Я проверила. Это оказалась Клементина, супруга того самого Луи-Людовика, который завел шашни с Мариэттой. И что, родной жене ни словечка не проронил об алмазе?
Мы призадумались. Потом я заглянула в дыру. Там ещё что-то торчало.
– Гляди, ещё одна газетная вырезка.
– Не успела прочитать, – оправдывалась Кристина. – Уж больно скоро ты прискакала со своим блокнотом. И не одна вырезка, там ещё что-то белеется. Дыра большая. И если наш алмазик был такого размера…
– Мидоуз уверяет – по словам полковника, размером с кулак. Соблазнить мог любого, в том числе и маркиза. Но пока об этом преждевременно говорить. Покажи!
Очередная газетная вырезка, набранная петитом, извещала о том, что 25 марта 1906 года имущество покойного маркиза де Русильона за долги идет с молотка. Через две недели после того, как маркиз взял почитать книжонку о соколах!
Мы с сестрой опять переглянулись, на сей раз в ужасе. И замолчали надолго.
– Все понятно, – упавшим голосом наконец произнесла Кристина. – Алмаз пошел с молотка. И тот, кто приобрел старинную книгу, был приятно удивлен…
– …увидев алмаз или дыру в середине? – разозлилась я. – Хоть немного пошевели мозгами! Неужели тебе ни о чем не говорит наличие соколов именно здесь?
– Говорит, а как же, – начала было Кристина заносчиво, но не выдержала и, отбросив притворство, жалобно поинтересовалась:
– А о чем говорит?
– Или о том, что на аукционе обнаружили дыру и не выставили соколов на продажу, или же их приобрел кто-то из наших предков, знающий, в чем дело. Может, прабабка лично.

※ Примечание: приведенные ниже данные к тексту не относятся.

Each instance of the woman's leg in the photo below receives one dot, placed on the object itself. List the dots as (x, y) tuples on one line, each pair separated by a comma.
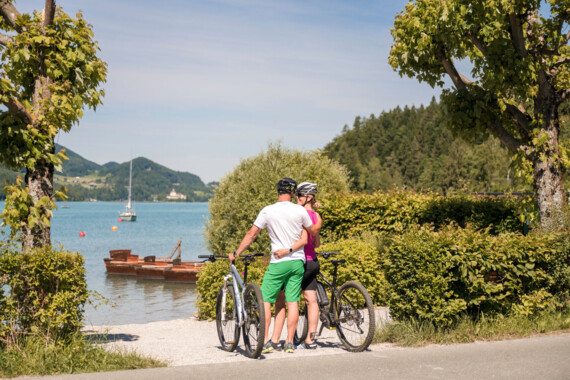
[(312, 313)]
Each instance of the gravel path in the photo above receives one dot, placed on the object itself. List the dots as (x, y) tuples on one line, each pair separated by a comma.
[(190, 341)]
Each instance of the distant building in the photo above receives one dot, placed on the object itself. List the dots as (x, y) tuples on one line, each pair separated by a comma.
[(174, 196)]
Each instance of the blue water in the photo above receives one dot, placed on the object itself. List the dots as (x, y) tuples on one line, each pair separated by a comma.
[(156, 231)]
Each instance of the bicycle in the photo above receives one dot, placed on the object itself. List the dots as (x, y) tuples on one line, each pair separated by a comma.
[(350, 310), (239, 305)]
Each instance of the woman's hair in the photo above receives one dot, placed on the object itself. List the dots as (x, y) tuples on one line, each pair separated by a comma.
[(314, 203)]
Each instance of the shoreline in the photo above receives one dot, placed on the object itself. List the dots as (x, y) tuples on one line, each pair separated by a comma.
[(191, 341)]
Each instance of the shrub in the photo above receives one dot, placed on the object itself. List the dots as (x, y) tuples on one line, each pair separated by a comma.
[(346, 215), (242, 194), (363, 264), (438, 275), (46, 293), (211, 278)]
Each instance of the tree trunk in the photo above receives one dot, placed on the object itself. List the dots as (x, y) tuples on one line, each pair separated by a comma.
[(39, 181), (548, 174)]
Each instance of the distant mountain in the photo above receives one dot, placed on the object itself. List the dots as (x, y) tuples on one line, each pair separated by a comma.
[(86, 180)]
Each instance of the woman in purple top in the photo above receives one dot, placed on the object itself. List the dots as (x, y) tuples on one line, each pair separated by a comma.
[(306, 192)]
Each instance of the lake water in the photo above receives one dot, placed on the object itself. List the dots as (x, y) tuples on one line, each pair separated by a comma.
[(156, 231)]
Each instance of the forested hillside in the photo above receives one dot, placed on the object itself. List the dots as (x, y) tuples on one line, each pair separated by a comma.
[(411, 147), (87, 180)]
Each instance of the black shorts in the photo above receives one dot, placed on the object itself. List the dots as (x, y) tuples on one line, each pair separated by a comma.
[(312, 267)]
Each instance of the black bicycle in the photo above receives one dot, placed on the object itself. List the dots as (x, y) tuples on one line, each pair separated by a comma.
[(240, 305), (350, 310)]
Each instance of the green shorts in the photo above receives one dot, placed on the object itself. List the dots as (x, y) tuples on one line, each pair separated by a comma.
[(288, 273)]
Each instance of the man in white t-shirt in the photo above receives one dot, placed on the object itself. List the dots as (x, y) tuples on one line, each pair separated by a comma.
[(285, 223)]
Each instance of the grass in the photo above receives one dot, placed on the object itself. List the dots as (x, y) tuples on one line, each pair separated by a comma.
[(34, 357), (418, 333)]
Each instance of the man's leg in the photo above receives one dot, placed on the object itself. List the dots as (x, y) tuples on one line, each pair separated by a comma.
[(279, 318), (292, 318), (267, 307)]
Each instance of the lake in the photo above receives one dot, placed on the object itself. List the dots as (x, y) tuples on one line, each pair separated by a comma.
[(156, 231)]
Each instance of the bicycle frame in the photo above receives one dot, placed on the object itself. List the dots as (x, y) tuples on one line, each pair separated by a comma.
[(239, 286)]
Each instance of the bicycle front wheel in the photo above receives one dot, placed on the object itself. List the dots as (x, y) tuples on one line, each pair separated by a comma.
[(226, 319), (302, 327), (354, 314), (254, 323)]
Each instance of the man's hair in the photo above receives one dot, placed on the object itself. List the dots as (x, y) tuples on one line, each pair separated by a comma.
[(286, 186)]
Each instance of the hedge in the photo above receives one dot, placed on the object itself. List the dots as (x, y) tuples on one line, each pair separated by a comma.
[(440, 275), (43, 293), (345, 215)]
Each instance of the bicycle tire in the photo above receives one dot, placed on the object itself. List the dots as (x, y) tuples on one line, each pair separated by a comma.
[(302, 327), (354, 316), (254, 323), (228, 329)]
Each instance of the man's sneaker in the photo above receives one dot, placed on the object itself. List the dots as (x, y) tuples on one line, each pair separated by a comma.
[(270, 346), (307, 346), (289, 348)]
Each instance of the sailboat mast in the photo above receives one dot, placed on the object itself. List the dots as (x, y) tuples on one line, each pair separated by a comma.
[(130, 184)]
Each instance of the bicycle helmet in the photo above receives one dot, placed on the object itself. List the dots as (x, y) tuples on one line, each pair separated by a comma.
[(286, 186), (307, 188)]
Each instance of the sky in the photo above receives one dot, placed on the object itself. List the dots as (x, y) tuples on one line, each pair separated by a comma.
[(197, 86)]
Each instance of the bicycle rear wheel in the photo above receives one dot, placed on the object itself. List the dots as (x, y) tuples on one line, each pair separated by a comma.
[(226, 319), (254, 324), (302, 326), (354, 314)]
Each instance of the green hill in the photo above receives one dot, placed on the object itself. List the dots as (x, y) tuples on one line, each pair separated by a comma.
[(87, 180)]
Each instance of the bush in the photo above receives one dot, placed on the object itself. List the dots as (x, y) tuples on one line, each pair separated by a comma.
[(211, 278), (46, 293), (346, 215), (251, 186), (436, 276), (363, 264)]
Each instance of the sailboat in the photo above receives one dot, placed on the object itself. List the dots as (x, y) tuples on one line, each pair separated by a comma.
[(129, 215)]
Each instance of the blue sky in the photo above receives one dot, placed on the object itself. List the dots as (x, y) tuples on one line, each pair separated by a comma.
[(198, 85)]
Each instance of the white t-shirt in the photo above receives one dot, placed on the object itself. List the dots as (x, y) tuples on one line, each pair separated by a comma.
[(284, 222)]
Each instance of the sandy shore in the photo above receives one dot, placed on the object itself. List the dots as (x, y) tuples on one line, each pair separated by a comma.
[(190, 341)]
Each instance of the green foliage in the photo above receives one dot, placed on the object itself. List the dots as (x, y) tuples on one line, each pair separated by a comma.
[(346, 215), (46, 293), (32, 356), (363, 264), (438, 276), (519, 79), (50, 74), (211, 278), (251, 186)]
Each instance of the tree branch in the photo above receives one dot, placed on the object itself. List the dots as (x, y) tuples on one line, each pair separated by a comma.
[(517, 35), (510, 142), (19, 110), (478, 44), (5, 39), (521, 119), (458, 79), (48, 13), (10, 13)]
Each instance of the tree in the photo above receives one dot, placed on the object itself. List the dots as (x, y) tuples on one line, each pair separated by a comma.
[(242, 193), (518, 54), (49, 73)]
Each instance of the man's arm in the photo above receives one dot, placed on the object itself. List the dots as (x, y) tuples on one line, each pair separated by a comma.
[(246, 242)]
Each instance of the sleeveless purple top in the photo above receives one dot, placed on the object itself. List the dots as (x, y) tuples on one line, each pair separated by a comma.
[(310, 253)]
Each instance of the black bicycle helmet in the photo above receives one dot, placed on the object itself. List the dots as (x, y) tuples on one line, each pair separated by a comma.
[(286, 186), (307, 188)]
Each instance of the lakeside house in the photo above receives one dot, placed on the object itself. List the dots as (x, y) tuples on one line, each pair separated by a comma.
[(174, 196)]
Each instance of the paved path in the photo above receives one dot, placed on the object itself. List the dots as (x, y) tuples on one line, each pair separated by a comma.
[(545, 357)]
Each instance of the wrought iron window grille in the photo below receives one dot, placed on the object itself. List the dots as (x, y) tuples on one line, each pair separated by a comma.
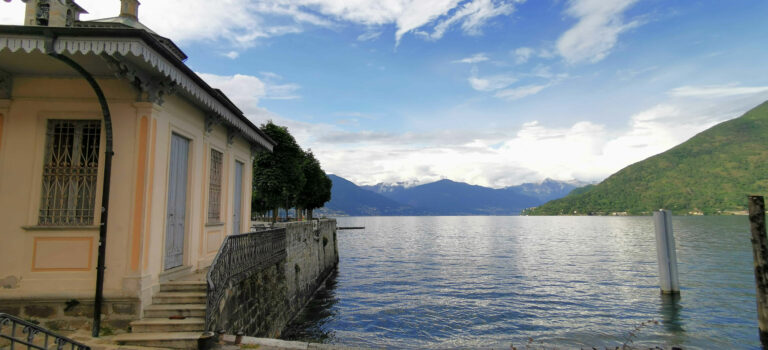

– Да нет же! – воскликнула воспрянувшая духом Кристина. – Ведь у неё под рукой была шустрая внучка Юстина! Так? Я не ошибаюсь? Вот она и послала внучку. Погоди-ка, а там, в твоей хронологии, нет ли кого, кто бы умер как раз в ту пору?
Я заглянула в блокнот.
– Как не быть! Есть, кузен Гастон! Как звали маркиза?
– Филипп.
– Нет, не он…
– В таком случае соколов купил Гастон, и кто-то его убил! Где твоя макулатура? Слушай, мы должны её постоянно держать под рукой, никогда не известно, что понадобится из старых писем, видишь, вечно всплывают отдельные детали…
– Так что, мне опять бежать?
– А ты считаешь, сами придут?
Побежала, ничего не поделаешь. Можно было, конечно, заставить Крыську проветриться, но она опять бы что-нибудь напутала. Все-таки историк – я.
Я притащила целую охапку исторической документации, всю нашу добычу. Чтобы больше не бегать. Вдвоем мы разложили на столе нужные письма во главе с письмом прабабки Юстины.
Внимательно ознакомившись с документами, Крыська изрекла:
– Выходит, помощник ювелира не убивал нашего кузена Гастона. Зато сбежал в Америку, Но кто-то же должен был убить Гастона, а, учитывая характер минерала, без убийства тут не обошлось.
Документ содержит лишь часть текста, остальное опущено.